The death of the indigenous elder “is a devastating loss. The story of his life was and continues to be a symbol of the tremendous struggle waged by the Juma people, “says Edson Carvalho, from the NGO Kanindé, from Porto Velho, the city where Aruká died.
He will be buried in his village, located in the Juma Indigenous Land, south of the State of Amazonas, where he was when he felt the first symptoms in January. A place very far from any city. The creation of this 38,000 hectare indigenous reserve was an arduous battle culminated after years of paperwork. The authorities were not convinced that this territory with a handful of inhabitants deserved the legal protection that prevents the exploitation of its resources.
Before, at the end of the nineties, the last Juma were removed by the authorities from their lands. Aruká, his three daughters, a brother-in-law and his wife were transferred against their will to the domains of the uru-eu-wau-wau, explains the anthropologist, who at that time had close contact with both groups. There the daughters married men from this other town with which the Juma share a language. Leaving their habitat “had a huge impact on the lives of all the Juma,” says Peggion, adding that the older couple passed away shortly after the move. “In those years outside his territory, Aruká was very depressed, he had a great longing for his territory,” according to the researcher.
After fighting another duel with the authorities, this indigenous grandfather managed to return to the lands where he grew up and that his ancestors inhabited for many centuries. His daughters (jumas), their husbands (of the Uru-eu-wau-wau ethnic group) and the children of the three couples accompanied him. The NGO Kanindé maintains that, as in this case the ethnic group is transmitted by the father, they are the last of the lineage. The first-born, Borehá, is the new chief of the decimated group.

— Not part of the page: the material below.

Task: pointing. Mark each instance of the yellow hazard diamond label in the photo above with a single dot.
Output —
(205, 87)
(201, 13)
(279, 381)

True to his campaign promise, Bolsonaro has not given legal protection to one more centimeter of indigenous land in the two years he has been in office. The files in process are paralyzed while the inspectors in Amazonia, the bodies that ensure the protection of the environment and the indigenous people who have protected it for countless generations, decrease.
Eddie is an Australian news reporter with over 9 years in the industry and has published on Forbes and tech crunch.